This story is by Kathryn Funk and was part of our 2017 Winter Writing Contest. You can find all the writing contest stories here.
It is one of those gray times—one of those times where the sky is bright with darkness, and all that she is is a blur in the back of her mind. An old woman leans against her doorway, watching as the blizzard dissolves the world outside. Great gusts of wind and snow ripple through the trees and tousle the fringe of her shawl.
Gently, a man—wrinkled and unfamiliar—kisses her cheek, and a song—unmistakable—begins to play. Its mellow tones ease her aching joints, willing her to dance. Grasping her hand, he twirls her into the living room.

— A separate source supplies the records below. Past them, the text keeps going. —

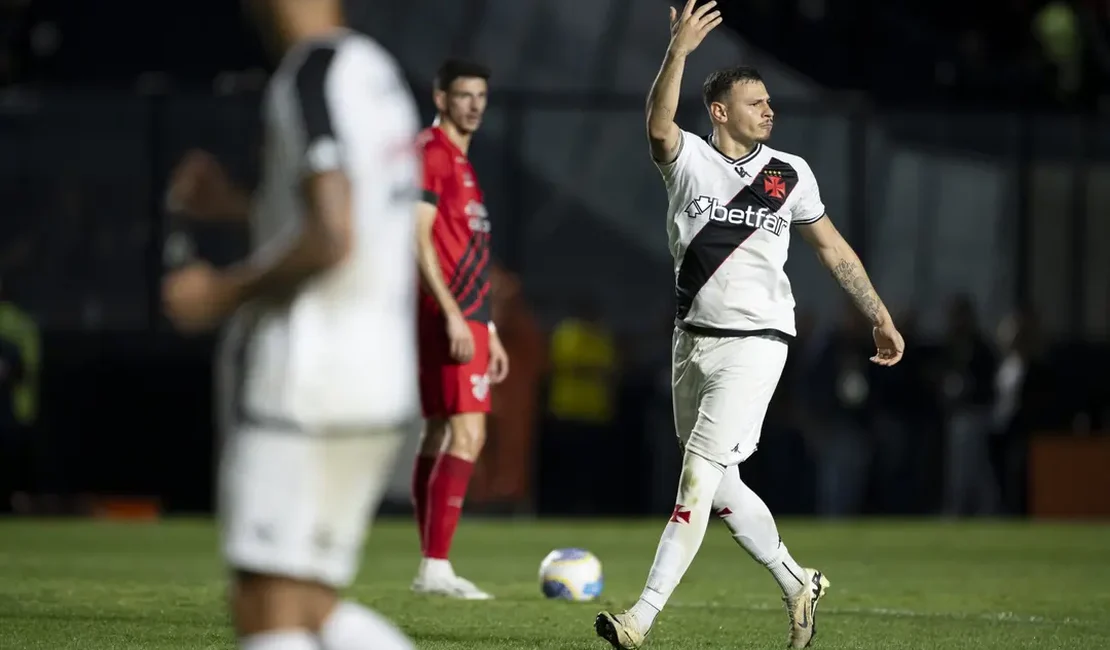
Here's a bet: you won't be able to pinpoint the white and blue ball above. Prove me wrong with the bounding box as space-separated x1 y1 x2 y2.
539 548 605 602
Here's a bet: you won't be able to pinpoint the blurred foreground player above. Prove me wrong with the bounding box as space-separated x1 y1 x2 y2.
594 0 905 649
163 0 420 650
412 60 508 600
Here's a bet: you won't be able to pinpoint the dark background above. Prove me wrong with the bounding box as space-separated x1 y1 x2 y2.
0 0 1110 516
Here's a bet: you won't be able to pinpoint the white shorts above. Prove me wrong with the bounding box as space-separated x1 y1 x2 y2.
218 426 403 589
670 328 788 467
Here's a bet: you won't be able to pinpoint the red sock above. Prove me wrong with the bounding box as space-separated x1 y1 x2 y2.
413 455 435 552
424 454 474 560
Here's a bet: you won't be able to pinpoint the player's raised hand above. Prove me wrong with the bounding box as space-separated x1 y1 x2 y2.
871 319 906 366
165 150 240 220
162 262 234 334
447 314 474 364
670 0 724 54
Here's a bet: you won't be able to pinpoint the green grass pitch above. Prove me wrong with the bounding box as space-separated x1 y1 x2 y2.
0 518 1110 650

As they dance, the fireplace cackles at the two old fools. She snickers and spirals out of his arms, snatching a garland from the sofa. The man humfs his way to the armchair and retrieves their dollar store star. Carefully, she loops the garland round and round the evergreen’s branches. He, not carefully enough, climbs onto the rickety step-stool(she’s told him a million times not to use) and fastens the star atop the tree. As he hops down, she scolds, he winks.
Warily, she wanders down the shadowed hallway into the bedroom.

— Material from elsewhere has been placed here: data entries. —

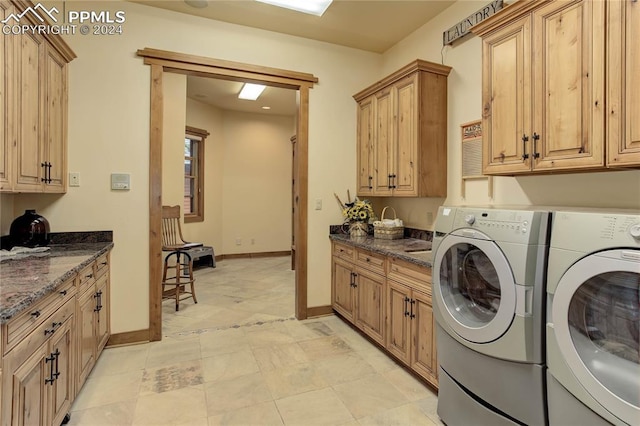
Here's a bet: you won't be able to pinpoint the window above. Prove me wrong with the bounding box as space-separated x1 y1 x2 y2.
182 126 209 223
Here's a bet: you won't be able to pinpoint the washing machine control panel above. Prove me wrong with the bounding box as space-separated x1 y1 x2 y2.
453 208 548 244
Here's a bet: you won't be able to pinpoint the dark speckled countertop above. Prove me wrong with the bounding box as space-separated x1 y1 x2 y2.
329 234 432 267
0 242 113 324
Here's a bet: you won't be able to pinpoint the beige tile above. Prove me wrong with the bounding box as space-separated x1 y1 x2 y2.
67 401 136 426
91 344 150 378
71 370 142 411
299 336 352 360
133 385 207 425
146 337 201 368
202 350 260 382
263 363 328 399
383 368 435 401
333 374 409 419
209 401 283 426
199 327 251 358
276 388 353 426
140 359 204 395
253 343 309 372
315 352 376 386
205 373 273 416
358 404 436 426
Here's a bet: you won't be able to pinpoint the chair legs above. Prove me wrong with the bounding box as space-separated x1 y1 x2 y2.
162 251 198 311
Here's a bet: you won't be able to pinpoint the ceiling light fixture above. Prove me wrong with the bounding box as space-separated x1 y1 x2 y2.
256 0 333 16
238 83 267 101
184 0 209 9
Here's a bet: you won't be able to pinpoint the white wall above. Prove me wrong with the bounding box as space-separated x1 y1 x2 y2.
14 1 381 333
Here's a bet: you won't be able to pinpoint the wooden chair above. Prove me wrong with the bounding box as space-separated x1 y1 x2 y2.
162 206 203 311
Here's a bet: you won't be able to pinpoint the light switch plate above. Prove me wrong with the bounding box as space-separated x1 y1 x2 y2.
111 173 131 191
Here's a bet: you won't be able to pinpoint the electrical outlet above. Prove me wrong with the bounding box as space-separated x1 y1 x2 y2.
69 172 80 186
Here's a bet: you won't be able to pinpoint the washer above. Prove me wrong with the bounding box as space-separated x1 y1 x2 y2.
433 207 551 426
546 211 640 425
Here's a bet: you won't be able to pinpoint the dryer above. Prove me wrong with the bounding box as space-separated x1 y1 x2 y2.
433 207 550 426
546 211 640 425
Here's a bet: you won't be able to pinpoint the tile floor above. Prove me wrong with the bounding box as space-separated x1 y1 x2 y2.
69 257 442 426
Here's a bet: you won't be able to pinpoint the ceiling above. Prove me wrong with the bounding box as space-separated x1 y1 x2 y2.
135 0 455 115
130 0 455 53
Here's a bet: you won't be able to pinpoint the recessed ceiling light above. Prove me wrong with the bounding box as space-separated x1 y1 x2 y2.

The faint crooning of the singer is muffled by the agony of the wind. The woman lies on the duvet, curling toward the wall, cocooned in blankets and tissues. Still, a sharp chill penetrates every inch of the room. Was it possible to forget? Possible to pretend that the white crib with the pink bow in the corner wouldn’t stay empty? Beside her, the man strokes her back and rubs gentle circles into her shoulder blades. She glances over at the floral wallpaper decorating the walls. Here, lilies bloom in the midst of the frost.
Sighing, she rises from the bed and pads out to the kitchen.

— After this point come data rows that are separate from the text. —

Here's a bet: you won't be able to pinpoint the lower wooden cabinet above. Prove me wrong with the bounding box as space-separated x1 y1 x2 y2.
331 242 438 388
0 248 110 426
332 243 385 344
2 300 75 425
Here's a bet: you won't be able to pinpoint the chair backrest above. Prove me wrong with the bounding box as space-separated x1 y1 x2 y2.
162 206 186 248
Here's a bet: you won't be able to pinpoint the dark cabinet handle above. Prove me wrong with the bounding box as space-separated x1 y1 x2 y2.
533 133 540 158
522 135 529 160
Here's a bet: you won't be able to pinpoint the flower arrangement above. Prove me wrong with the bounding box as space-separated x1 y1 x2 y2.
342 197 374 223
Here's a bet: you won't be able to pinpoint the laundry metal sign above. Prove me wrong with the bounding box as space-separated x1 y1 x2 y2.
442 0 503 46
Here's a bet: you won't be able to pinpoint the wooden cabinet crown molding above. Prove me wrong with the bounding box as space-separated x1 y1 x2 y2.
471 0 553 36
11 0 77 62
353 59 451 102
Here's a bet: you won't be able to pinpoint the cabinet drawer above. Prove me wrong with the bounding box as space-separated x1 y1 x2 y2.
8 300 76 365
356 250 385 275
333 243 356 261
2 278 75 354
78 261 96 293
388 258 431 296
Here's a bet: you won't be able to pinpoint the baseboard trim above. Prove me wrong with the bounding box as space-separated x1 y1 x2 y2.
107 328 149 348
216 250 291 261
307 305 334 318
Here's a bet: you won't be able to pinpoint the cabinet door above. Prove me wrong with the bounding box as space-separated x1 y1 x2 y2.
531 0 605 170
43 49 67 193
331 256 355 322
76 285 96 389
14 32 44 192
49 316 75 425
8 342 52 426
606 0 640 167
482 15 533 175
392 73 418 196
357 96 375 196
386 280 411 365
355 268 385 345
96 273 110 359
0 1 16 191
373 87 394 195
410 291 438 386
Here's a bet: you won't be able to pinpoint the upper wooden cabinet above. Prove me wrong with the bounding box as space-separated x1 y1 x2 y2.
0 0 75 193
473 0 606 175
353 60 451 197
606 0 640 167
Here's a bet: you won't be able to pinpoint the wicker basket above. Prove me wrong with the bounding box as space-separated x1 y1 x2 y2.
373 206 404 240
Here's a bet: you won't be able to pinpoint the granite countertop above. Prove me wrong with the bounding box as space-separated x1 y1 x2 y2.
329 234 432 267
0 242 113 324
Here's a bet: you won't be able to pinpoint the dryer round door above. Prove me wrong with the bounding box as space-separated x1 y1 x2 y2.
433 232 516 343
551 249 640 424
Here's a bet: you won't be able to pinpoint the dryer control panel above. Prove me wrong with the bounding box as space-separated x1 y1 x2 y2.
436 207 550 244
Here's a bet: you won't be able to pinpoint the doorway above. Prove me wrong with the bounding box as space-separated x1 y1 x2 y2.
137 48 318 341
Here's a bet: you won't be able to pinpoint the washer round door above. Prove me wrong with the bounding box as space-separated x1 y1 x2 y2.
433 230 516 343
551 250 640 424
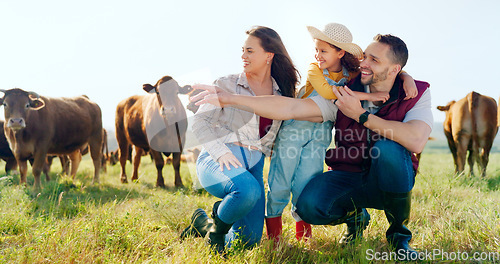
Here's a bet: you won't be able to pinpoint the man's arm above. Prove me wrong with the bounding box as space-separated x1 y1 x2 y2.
334 87 431 153
364 115 431 153
190 84 323 122
227 95 323 122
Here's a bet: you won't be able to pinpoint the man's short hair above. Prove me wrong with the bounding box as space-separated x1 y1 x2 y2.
373 34 408 68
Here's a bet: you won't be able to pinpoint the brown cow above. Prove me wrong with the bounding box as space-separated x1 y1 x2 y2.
44 128 109 175
0 120 17 174
0 88 102 188
437 92 498 176
115 76 192 187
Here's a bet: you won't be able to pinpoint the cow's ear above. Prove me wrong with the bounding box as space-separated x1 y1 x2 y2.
142 83 156 93
30 98 45 110
179 85 193 94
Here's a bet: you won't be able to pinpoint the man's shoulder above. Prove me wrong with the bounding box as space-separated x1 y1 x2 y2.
415 80 431 91
214 73 248 92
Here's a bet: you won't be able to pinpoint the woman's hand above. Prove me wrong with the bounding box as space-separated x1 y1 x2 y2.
217 152 243 171
189 84 232 107
368 92 390 103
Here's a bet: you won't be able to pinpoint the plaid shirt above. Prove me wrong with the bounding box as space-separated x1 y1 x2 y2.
193 73 281 161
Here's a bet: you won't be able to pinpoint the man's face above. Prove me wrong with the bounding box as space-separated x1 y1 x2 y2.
359 42 394 85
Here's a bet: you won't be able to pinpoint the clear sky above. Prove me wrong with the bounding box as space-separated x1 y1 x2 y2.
0 0 500 130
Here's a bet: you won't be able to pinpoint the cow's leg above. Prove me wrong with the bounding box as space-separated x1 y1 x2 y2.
445 131 458 173
455 135 470 173
32 151 47 189
149 149 165 188
478 137 496 177
467 148 477 176
42 156 53 181
17 160 28 185
68 149 82 180
58 155 69 175
172 152 184 187
132 146 144 182
89 131 102 184
5 158 17 174
118 142 130 183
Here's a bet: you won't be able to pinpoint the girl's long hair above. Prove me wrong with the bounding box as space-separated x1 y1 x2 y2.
246 26 300 97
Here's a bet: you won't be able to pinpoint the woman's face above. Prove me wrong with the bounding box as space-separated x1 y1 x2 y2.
241 36 273 73
314 39 345 72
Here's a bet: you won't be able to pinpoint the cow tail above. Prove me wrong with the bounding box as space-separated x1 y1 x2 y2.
467 92 479 158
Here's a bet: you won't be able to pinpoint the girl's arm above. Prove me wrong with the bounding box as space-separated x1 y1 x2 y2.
356 91 390 103
307 63 338 99
399 71 418 100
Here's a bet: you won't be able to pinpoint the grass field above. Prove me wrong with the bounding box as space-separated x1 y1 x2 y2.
0 148 500 263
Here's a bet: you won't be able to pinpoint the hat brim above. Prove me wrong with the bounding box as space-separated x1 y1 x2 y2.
307 26 363 60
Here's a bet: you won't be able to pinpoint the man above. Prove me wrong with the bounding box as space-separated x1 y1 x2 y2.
189 35 433 256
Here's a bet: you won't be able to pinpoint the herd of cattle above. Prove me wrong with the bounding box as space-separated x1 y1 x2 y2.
0 76 202 188
0 76 500 188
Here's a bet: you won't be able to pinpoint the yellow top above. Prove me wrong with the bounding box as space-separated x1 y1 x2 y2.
301 62 358 99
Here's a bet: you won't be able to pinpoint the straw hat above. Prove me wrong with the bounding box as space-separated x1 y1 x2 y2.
307 23 363 60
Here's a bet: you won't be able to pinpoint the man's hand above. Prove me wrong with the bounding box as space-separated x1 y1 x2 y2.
332 86 365 122
189 84 231 107
217 152 243 171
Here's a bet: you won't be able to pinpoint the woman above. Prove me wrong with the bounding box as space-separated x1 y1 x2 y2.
181 26 299 253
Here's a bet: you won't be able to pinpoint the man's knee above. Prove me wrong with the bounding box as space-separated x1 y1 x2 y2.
370 139 410 165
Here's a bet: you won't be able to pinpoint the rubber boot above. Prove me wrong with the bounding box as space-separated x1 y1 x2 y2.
339 208 370 245
181 208 213 239
295 220 312 241
384 192 418 260
266 216 283 243
206 201 233 254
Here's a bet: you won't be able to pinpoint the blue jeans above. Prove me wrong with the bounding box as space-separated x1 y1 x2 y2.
196 144 265 246
296 140 415 225
266 117 333 221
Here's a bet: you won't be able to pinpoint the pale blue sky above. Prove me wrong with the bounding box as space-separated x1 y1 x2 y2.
0 0 500 129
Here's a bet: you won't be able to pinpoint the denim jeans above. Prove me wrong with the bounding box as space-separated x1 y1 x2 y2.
296 140 415 225
266 88 333 221
196 144 265 246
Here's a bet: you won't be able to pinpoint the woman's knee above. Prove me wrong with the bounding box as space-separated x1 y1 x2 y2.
232 176 264 207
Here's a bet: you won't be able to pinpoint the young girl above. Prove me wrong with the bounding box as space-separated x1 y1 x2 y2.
266 23 417 241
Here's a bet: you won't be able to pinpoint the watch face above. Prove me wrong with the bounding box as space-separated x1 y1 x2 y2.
359 111 370 124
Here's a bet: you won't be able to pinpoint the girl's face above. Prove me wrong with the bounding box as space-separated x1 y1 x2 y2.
314 39 345 72
241 36 273 74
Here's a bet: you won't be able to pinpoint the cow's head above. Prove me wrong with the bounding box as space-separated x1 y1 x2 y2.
142 76 193 116
0 88 45 131
437 101 455 112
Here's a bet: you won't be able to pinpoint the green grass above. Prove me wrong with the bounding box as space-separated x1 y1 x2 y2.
0 151 500 263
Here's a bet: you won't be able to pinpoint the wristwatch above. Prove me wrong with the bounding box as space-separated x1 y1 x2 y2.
358 111 370 125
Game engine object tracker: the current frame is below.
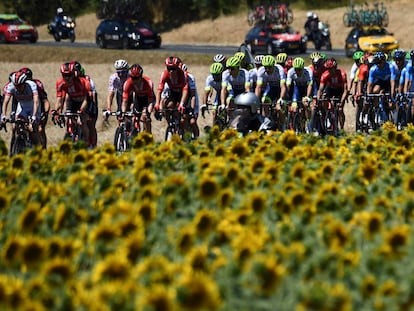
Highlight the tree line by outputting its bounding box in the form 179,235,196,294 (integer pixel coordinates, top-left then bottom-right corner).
1,0,352,31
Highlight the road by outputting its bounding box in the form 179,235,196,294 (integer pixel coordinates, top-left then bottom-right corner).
36,41,345,58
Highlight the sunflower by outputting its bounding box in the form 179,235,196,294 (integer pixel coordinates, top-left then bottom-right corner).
17,202,41,232
43,258,74,281
217,188,234,209
176,272,221,310
193,209,216,236
199,175,219,201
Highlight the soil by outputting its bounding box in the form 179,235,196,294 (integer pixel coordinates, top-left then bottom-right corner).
0,0,414,145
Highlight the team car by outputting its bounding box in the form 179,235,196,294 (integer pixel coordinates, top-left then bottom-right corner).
96,19,161,49
0,14,39,43
245,24,306,55
345,26,400,57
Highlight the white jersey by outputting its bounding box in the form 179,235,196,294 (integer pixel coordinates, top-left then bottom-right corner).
4,80,41,118
221,68,250,96
286,67,313,87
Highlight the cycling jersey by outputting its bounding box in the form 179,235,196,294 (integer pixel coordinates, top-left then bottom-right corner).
221,68,250,97
4,80,40,118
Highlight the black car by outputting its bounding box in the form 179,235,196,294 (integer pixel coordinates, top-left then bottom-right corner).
245,24,306,55
96,20,161,49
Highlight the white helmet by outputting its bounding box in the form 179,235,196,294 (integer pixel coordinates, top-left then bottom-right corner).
114,59,128,70
234,92,260,113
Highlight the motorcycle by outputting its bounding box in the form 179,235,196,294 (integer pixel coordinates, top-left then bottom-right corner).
306,21,332,51
47,15,76,42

The scent of gingerbread has invaded the house—not that he or she minds in the slightest. She flurries from cupboard to cupboard, laboring on her famous holiday sugar cookies. It’s really her grandmother’s recipe, but the man doesn’t have to know that. He enters the room and hangs his scarf on the rack by the door. Strangely, the creases have smoothed from his face and his dark eyes are full of that luster that sometimes she liked, sometimes she didn’t. Before she can react, he’s swiped her spoon from the mixing bowl. Across the green and white checkered tiles, they go— her swatting and missing, him dodging and grinning. She puts her hands on her hips and musters up her most ferocious glare. Shrugging, he surrenders the spoon and gives her that smirk that never fails to make her blush.
Forgetting her coat, she barrels out the front door into the bare, untouched snow. Hurriedly, she pries open the frozen mail box and retrieves his ink-stained letters. Her ring sparkles in the morning sunlight as she rips into the envelope. Reading his words is hearing his voice, feeling his breath brush her ear—I’m fine, I’m safe, I’ll be home soon. With a shiver, she turns.
He stands in the doorway, beneath where the mistletoe first forced them to kiss. As she runs into his arms, he is that smiling boy, young man, old fool—love. This man—unforgettable—kisses her lips, and a song—timeless—plays on.